I’ve always been a solitary person. Happy in my own company.
Even when I was in the city, when my girlfriends went out on Friday nights, I’d choose to stay home. On those nights alone, I’d spend hours staring out of my bedroom window looking at city lights. Millions of those colorful dots that lit up the whole world. Vertically on buildings, on hoardings, as street lights and in thousands on cars that drove from under me in a golden blur.
Every once in a while, when I liked a car I’d play this little game of imagining the inhabitant of that vehicle. Who could it be? A man, a woman or even a whole family. Where are they coming from? The International airport. Where are they headed to? A beautiful house in Carmichael road. What is their home like? Minimalistic, clean, with white walls, high ceilings, large windows, black marble countertops, reclaimed teak wood furniture and golden lights. What is their profession? An international lawyer of sorts or a diplomat or a travel photographer. What would they be eating for dinner? Hot mushroom soup, breadsticks and stir fried vegetables served in ceramic white dinnerware. What is their family like? One daughter in an international school, a son starting university in the fall, a spouse with an artistic career and set of loyal auxiliary staff who’ve been with the family for years.
Sometimes, when I started, I could play this game for hours – building up these cool imaginary people with amazing imaginary lives, who perpetually lived in my imagination.
If ever I felt any semblance of loneliness, this game would easily dispel it. Because like those millions of tiny dots that lit up the city – my window and my life too – comprised of one of those dots. And whether knowingly or unknowingly – I too was part of what made the world come alive. In someone else’s imagination, perhaps I too led a fancy and fabulous life.

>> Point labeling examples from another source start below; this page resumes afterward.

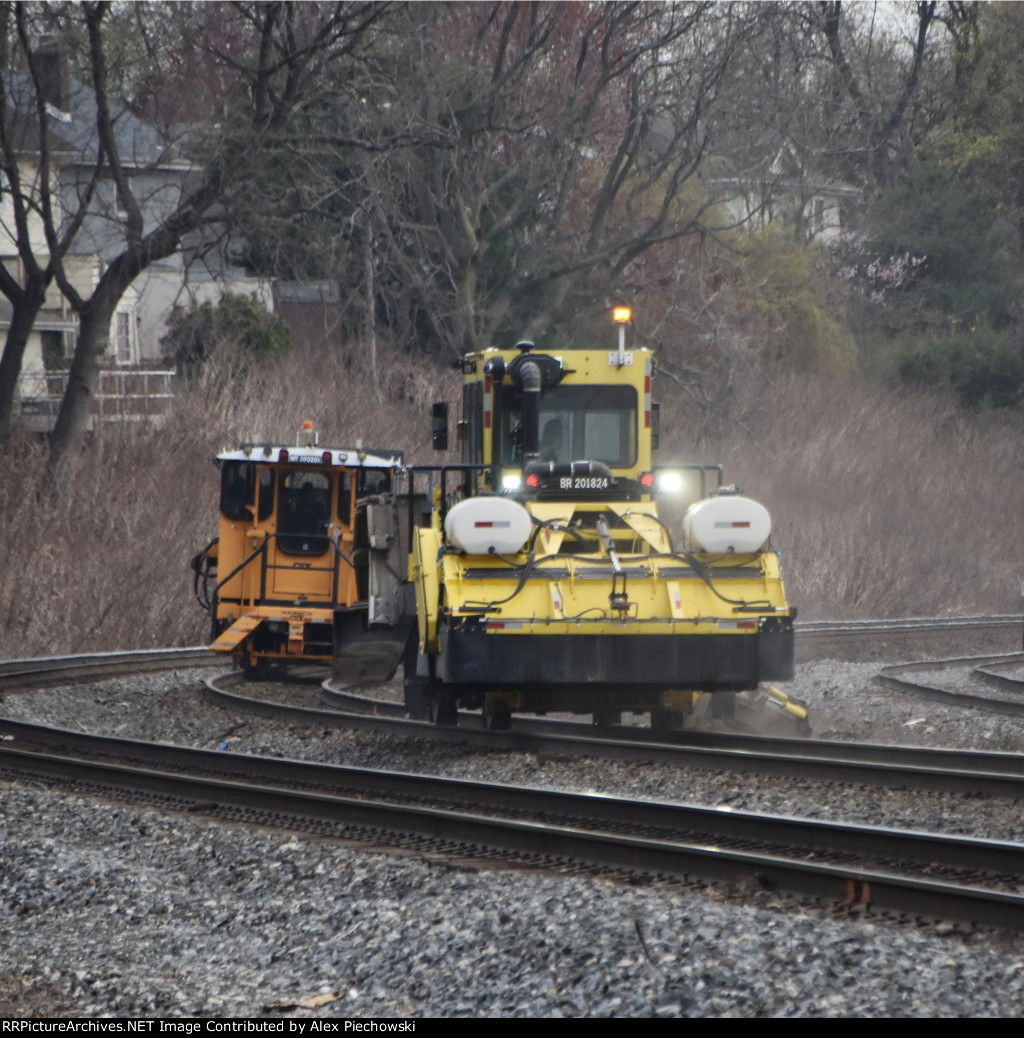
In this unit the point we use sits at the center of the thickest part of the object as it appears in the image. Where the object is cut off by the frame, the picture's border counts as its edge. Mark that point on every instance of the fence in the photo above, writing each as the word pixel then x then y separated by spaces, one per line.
pixel 123 394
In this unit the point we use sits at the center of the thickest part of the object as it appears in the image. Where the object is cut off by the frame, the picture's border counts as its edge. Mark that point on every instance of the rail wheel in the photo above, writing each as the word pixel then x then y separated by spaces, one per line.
pixel 443 707
pixel 607 718
pixel 496 718
pixel 663 719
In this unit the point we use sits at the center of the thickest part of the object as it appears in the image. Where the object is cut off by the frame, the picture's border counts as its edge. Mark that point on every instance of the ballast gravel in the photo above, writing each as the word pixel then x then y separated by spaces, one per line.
pixel 114 909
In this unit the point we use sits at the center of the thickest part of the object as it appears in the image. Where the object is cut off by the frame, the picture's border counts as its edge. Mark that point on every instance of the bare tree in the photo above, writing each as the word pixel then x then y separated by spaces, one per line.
pixel 284 49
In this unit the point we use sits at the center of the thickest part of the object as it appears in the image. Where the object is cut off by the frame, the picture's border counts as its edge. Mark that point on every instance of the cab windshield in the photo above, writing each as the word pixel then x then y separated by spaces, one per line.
pixel 577 424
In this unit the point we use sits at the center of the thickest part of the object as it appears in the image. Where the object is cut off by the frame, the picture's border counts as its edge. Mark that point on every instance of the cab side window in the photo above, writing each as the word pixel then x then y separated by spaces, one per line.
pixel 304 514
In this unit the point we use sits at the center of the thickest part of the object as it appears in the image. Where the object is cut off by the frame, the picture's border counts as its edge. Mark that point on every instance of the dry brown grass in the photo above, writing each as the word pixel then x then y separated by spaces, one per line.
pixel 882 506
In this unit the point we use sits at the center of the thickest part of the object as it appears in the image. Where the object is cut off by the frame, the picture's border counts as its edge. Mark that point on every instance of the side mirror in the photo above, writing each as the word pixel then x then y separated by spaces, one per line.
pixel 439 427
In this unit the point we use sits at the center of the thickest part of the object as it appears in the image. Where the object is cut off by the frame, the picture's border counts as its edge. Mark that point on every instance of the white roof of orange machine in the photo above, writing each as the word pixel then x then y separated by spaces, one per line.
pixel 280 454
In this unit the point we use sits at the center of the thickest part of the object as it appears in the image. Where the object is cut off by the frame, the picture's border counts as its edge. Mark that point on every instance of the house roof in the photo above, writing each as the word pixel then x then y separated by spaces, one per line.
pixel 73 132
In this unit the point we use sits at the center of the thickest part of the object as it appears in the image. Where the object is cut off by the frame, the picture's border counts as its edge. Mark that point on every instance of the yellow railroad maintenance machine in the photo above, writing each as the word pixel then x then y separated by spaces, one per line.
pixel 547 578
pixel 552 569
pixel 306 555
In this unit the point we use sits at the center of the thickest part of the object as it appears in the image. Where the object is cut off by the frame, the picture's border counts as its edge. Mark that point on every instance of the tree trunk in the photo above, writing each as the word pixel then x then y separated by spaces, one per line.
pixel 22 320
pixel 83 380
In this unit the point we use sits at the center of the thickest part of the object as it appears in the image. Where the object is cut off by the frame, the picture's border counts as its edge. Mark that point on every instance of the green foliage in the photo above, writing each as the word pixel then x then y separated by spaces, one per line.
pixel 966 269
pixel 983 365
pixel 804 310
pixel 239 329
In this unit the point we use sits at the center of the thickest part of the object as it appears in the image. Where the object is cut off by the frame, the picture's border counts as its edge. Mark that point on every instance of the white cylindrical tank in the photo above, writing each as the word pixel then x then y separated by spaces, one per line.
pixel 726 524
pixel 481 525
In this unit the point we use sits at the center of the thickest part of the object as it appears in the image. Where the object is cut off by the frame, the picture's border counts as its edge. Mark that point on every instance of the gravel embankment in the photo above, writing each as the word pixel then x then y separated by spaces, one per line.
pixel 118 909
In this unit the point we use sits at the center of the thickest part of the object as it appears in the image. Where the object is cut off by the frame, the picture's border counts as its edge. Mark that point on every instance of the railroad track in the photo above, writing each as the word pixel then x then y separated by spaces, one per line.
pixel 46 672
pixel 855 868
pixel 993 683
pixel 870 764
pixel 859 868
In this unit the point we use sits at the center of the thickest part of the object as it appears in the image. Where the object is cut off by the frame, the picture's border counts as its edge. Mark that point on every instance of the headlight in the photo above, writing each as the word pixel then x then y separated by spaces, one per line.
pixel 669 483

All I needed was a set of lights, and just like that I was reassured that I wasn’t alone; I blended in, I belonged.
When I moved to the mountains from the city ten months ago, and people asked me how I dealt with a such a change in my surrounding – my answer was always the same: I was always solitary, so the transition was easy.
I must have repeated this answer about a hundred times, but lately, with each retelling I feel like this answer is starting to feel less and less real.
The other day as I was returning from my walk after sunset – this view caught my eye. Under the soft glow of the silvery-gold moonlight, these tiny lights of champagne, red and gold twinkling brightly in the faraway distance, triggered something inside me.
Looking at these lights I realized maybe it’s not the city that I miss, but the proximity it provides that I do. Maybe its not the people that I miss but the stories they spin that I do. And mostly it’s not the city lights that I miss, but the feeling of belonging that it provides that I do.
Being solitary, I require to be in the presence of people even if I don’t personally know or interact with them. Because I like mentioned before, as long as I am just another glowing dot in a sea of other dots – I am reassured.
It will be a while before I go back to staring at the city lights from the corner of my bedroom window – but till then I have these lights shining on the opposite mountain. And, knowing that to them I’m also another faraway light – another home on another mountain – for me, for now that is good enough.
What I love about this picture is how clearly I can see those twinkling lights with no trees or rocks obstructing them. Just the distance between us and the silhouette of the mountain on which they shine.